Dear Liz: I just read your column on HSA accounts. I was with you right up until “deathbed drawdown.” I sincerely hope that I am not thinking about my HSA when I am nearing death. I’d just rather pay the tax.
Answer: That’s certainly your prerogative, but financial planners note that good record keeping can allow those with large HSA balances to avoid an otherwise unnecessary tax bill.
HSAs offer a rare triple tax break: contributions are tax-deductible, the money grows tax deferred and withdrawals are tax free when used for qualifying medical expenses. Furthermore, HSAs can be rolled over from year to year and invested for growth, which has led some people to accumulate substantial sums as a supplement to their retirement funds.

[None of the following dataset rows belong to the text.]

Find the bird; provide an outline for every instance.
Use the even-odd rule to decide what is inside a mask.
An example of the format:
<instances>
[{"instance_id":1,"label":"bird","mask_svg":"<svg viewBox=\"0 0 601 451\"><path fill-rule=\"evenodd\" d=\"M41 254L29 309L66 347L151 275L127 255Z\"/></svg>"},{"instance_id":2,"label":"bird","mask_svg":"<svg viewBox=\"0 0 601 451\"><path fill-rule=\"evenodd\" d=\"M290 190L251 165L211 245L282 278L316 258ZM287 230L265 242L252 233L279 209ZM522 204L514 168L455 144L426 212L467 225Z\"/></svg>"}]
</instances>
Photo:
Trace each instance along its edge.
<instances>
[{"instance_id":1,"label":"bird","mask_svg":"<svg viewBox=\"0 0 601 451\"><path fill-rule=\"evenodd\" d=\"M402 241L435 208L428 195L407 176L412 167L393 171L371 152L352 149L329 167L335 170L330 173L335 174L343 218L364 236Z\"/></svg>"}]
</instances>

Fortunately, you don’t have to take a withdrawal in the same year you incur an unreimbursed medical expense. As long as the expense was incurred after you established the HSA and before your death, it can justify a tax-free withdrawal years or even decades later. Those who have kept good records of their unreimbursed medical expenses can justify last-minute withdrawals if necessary.
Vince Kaiman says
I agree it makes sense for a deathbed drawdown. But as I’ve told my wife, wait for MY death (assuming l go first) and then cash out our family HSA. The tax implications for our kids are too great to do otherwise.
Robert Summers says
So I did mine differently. I had enough medical receipts for my HSA funds. But I didn’t want to have to keep keeping up with them, or worse, have my wife have to do it if I went first. So last year, I used my HSA funds for our living expenses that I would otherwise have used IRA funds for. I also did a Roth conversion for the same amount. The income taxes for the Roth were the same as I would have paid anyway for living off the IRA funds. So now, the money is in my Roth, and I won’t have to continue the medical receipts recordkeeping.